Whether you’re looking to buy your first home, make a significant investment, or refinancing your current mortgage, knowing where your repayments sit, and how you will be impacted by any further interest rates changes is essential to ensuring you can meet the changing repayments required.
Assess where you are currently sitting and how changes in the interest rate will impact your repayments.
It's important to understand how changes in the interest rate will impact your monthly repayments and the overall interest charged on the loan.
If you're currently on a variable interest rate, your repayments will likely increase if the Reserve Bank of Australia (RBA) lifts the official cash rate.

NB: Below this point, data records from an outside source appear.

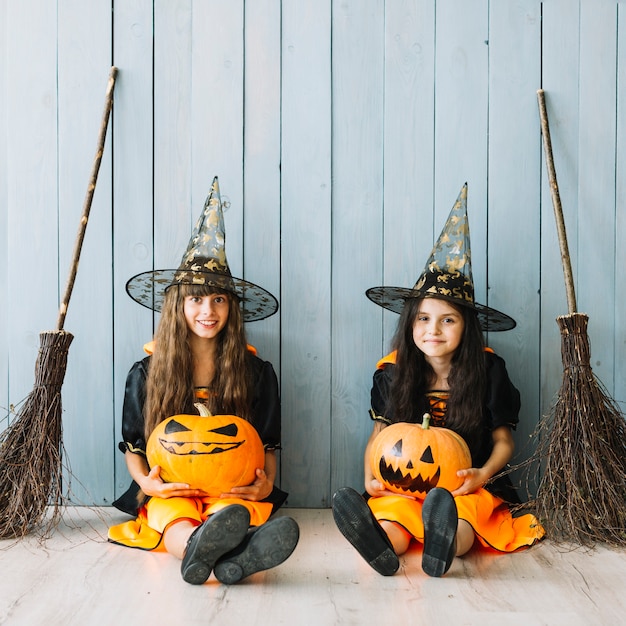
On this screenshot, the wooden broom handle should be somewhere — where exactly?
[57,66,117,330]
[537,89,577,315]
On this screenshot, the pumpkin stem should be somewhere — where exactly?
[194,402,211,417]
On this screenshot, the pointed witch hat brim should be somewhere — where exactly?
[365,183,516,332]
[126,176,278,322]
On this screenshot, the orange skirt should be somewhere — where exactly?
[109,497,272,550]
[368,489,545,552]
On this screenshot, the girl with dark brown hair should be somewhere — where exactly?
[333,186,544,577]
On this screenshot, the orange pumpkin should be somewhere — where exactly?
[146,404,265,496]
[370,413,472,498]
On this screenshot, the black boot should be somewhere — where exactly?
[215,517,300,585]
[180,504,250,585]
[333,487,400,576]
[422,487,459,577]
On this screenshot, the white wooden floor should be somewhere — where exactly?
[0,508,626,626]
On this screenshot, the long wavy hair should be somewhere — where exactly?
[389,298,486,448]
[144,285,251,441]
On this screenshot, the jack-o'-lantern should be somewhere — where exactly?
[370,413,472,498]
[146,404,265,496]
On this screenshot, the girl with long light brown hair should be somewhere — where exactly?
[109,178,299,584]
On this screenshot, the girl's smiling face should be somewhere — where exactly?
[413,298,465,361]
[183,293,230,339]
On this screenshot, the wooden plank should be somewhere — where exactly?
[281,0,332,507]
[576,0,617,392]
[0,2,9,420]
[5,0,59,404]
[150,0,191,278]
[57,0,113,504]
[380,0,434,346]
[434,0,489,302]
[613,5,626,414]
[243,0,285,485]
[243,0,281,368]
[189,0,244,264]
[112,0,158,497]
[330,0,385,492]
[482,0,541,461]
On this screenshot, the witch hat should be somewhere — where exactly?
[365,183,516,331]
[126,176,278,322]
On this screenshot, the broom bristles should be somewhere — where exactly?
[0,331,73,539]
[530,313,626,546]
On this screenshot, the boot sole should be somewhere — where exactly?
[422,487,458,578]
[332,487,400,576]
[215,517,300,585]
[181,504,250,585]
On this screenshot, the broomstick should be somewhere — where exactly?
[0,67,117,539]
[533,89,626,546]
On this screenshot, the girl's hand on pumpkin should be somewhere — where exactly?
[452,467,491,496]
[365,478,404,500]
[139,465,206,498]
[220,469,274,502]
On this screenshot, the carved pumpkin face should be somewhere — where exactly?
[370,414,472,498]
[146,405,265,496]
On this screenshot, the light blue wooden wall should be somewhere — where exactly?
[0,0,626,507]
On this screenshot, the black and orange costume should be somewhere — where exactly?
[109,346,287,550]
[368,350,544,552]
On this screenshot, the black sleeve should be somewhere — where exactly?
[370,365,394,424]
[119,357,150,455]
[486,353,521,430]
[251,356,281,450]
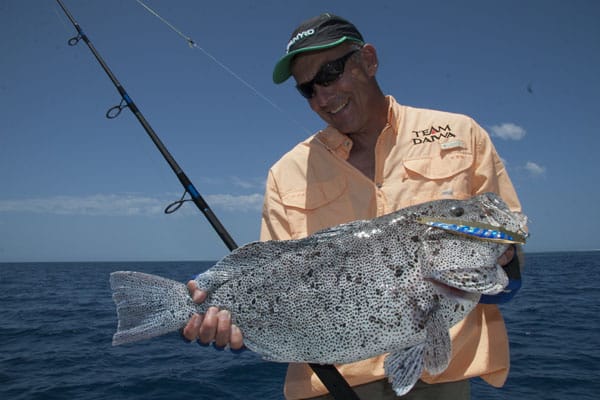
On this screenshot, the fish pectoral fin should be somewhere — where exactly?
[383,343,425,396]
[423,312,452,375]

You can use an online loan repayment calculator to see how much extra you may need to pay each month, and over the life of the loan. Remember that a slight change in the interest rate can significantly impact your repayments.

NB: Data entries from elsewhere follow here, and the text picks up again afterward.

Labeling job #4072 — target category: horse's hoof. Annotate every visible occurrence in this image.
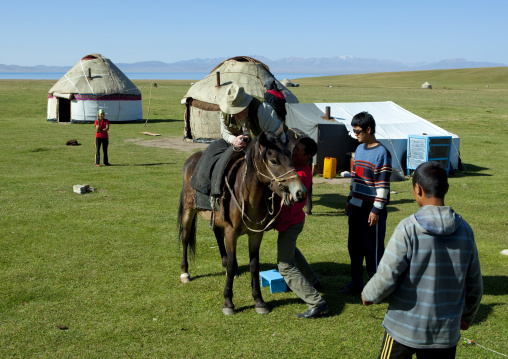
[180,273,190,283]
[256,307,270,314]
[222,308,235,315]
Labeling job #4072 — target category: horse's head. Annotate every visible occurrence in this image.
[247,132,307,205]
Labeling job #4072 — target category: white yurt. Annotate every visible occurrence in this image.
[182,56,298,141]
[48,54,143,123]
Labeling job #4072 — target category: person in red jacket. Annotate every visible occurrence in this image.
[275,137,329,318]
[94,109,111,167]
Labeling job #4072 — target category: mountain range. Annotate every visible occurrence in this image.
[0,56,507,75]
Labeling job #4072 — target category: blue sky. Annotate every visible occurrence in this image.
[0,0,508,66]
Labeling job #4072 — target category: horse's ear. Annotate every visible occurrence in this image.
[275,122,284,137]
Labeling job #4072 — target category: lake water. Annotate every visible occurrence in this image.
[0,72,333,81]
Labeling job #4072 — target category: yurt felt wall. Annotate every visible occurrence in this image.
[48,54,143,123]
[182,56,298,140]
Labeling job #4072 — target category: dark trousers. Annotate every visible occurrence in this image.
[95,137,109,165]
[348,204,387,289]
[190,139,234,196]
[378,332,457,359]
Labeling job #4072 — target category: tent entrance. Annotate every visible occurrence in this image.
[57,98,71,122]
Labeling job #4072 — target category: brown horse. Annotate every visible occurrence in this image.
[178,132,306,315]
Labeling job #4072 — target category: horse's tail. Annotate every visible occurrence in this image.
[177,184,197,257]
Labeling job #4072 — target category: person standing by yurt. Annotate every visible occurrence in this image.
[94,109,111,167]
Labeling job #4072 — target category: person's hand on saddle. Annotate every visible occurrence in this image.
[231,135,250,148]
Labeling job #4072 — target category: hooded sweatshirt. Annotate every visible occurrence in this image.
[363,206,483,349]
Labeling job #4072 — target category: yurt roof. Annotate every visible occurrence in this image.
[185,56,298,104]
[49,54,141,95]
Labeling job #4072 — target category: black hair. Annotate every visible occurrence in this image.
[413,161,448,198]
[351,111,376,135]
[298,137,317,157]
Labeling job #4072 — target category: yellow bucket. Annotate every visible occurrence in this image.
[323,157,337,178]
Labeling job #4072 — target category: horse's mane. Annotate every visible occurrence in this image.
[245,131,291,169]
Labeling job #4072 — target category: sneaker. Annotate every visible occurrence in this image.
[312,280,323,292]
[340,282,363,294]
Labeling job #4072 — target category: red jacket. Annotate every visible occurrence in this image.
[94,119,109,138]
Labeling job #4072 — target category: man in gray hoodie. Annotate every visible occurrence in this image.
[362,162,483,358]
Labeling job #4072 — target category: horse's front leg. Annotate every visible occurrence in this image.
[179,208,196,283]
[213,226,228,268]
[249,232,270,314]
[222,229,238,315]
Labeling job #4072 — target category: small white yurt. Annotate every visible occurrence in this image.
[182,56,298,141]
[48,54,143,123]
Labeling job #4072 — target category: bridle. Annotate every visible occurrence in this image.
[225,138,299,232]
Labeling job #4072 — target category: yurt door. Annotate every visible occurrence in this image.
[57,98,71,122]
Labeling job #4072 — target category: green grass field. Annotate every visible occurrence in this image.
[0,67,508,358]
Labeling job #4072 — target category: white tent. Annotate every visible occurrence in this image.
[181,56,298,140]
[48,54,143,123]
[286,101,460,180]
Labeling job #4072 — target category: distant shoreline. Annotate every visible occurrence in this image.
[0,72,330,81]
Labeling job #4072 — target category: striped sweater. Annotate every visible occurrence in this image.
[363,206,483,349]
[349,143,392,214]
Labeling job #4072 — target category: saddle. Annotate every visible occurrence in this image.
[195,147,245,212]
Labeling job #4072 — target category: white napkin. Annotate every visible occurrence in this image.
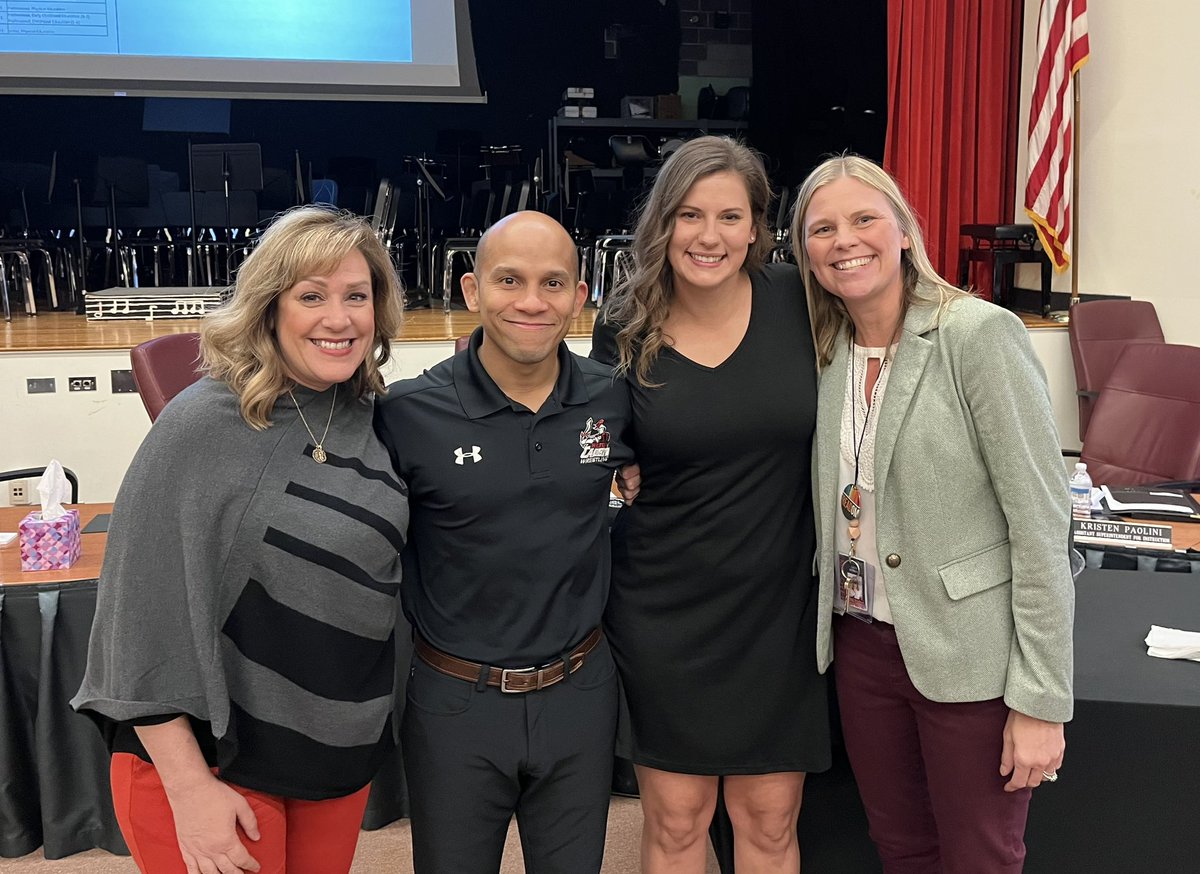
[37,460,71,522]
[1146,625,1200,662]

The table below shows the estimated changes in monthly repayments and interest paid as the interest rate increases for different loan amounts, these figures are based on a 25 year loan term:
If you have a fixed-interest rate loan, your repayments will generally stay the same, even if the cash rate rises. Fixed-interest rates don’t last forever though, so consider what rate you will be able to manage well before the fixed-term finishes.
If you’re able to, consider fixing all or a portion of your loan. This will allow for planning, and will help you make an informed decision on whether now is the right time to buy or refinance, and whether you're getting a good deal.
Minimize other sources of debt. Interest rates can rise on other credit products, not just home loans. Pay off (if possible) or consolidate personal loans & credit cards into the home loan. You can also select a shorter timeframe so you're not stretching debts over a much longer term.
Remember, interest rates are likely to rise in the near future, so it's best to be prepared well in advance!
Prepare your budget considering any expected interest rate changes
If you're in the market for a new home, now is the time to start thinking about how a rate rise could impact your budget.
The good news is that most of the big banks (Commonwealth, Westpac, ANZ, and NAB) provide their own budgeting overviews. They will calculate and lump transactions together based on the category (e.g., mortgages, personal loans, credit cards) and indicate your monthly expenses based on what flows through your account. This can be a really helpful way to get an overall picture of your spending.
If you're comfortable using technology, there are also many great budgeting apps that can help you manage your money better. These apps tend to have more features than bank budgeting overviews, so they can be a great option if you want more control over your finances, they can also help you keep track of your spending regularly. A simpler option to an app though is something like the budgeting templates created in Excel.
Whatever route you decide to take, it's important to remember that having a buffer is always a good idea. Make additional repayments from the commencement of the loan to put you ahead of rates rise, and when it comes to loans, you may wish to consider those with offset or redraw features so that you have access to additional funds if needed.
Reassess your mortgage and whether refinancing is the right move for you
Now is also an excellent time to reassess your mortgage and whether refinancing is the right move for you. There are several benefits of refinancing; mortgage refinancing might be the right move for you, especially if you can take advantage of a cash-back offer from a new lender. Just be sure to factor in any exit or set-up fees, as these can eat into any potential savings.
If you're on a variable rate, now might be the time to switch to a fixed rate if possible, so you're not hit with any unexpected hikes.
But it's about more than just getting the lowest rate possible. You also need to look at the overall cost of the loan, which is where comparison rates come in. Comparison rates take into account all the upfront and recurring charges associated with a loan, giving you a pretty good indication of the 'true cost' of the loan.
For example, you may be offered a loan with an interest rate of 4.40% p.a. and a comparison rate of 4.50% p.a.
At first glance, it might look like the loan is cheaper because it has a lower interest rate. But when you look at the comparison rate, you'll see that there are actually fees and extra charges associated with that loan that add an additional 0.10% p.a., making it more expensive.
So when comparing loans, make sure you look at both the interest rate and the comparison rate to get an accurate idea of the overall cost of the loan.
Another option is to switch to a loan product with your current lender that has fewer features but is also more affordable. This can be a great way to reduce your monthly repayments without having to switch banks.
Whatever you decide, it's crucial to stay ahead of the curve and be prepared for when interest rates do eventually go up.
Speak to a Lending and Finance Adviser
One of the best things you can do to prepare for an interest rate rise is to speak to a lending and finance adviser. Why? Because they can find optimal solutions tailored to your personal circumstances without the sales pressure or expectations from meeting directly with lenders themselves.
Usually, the adviser is paid by the chosen lender, so you save time and money by working with them. And with so many loan options available, an adviser will help source the right loan options for you.
By understanding how interest rates work, assessing your current financial situation and taking action to improve your repayment ability, you can be confident in your circumstance and that you'll handle any rate rises that come your way.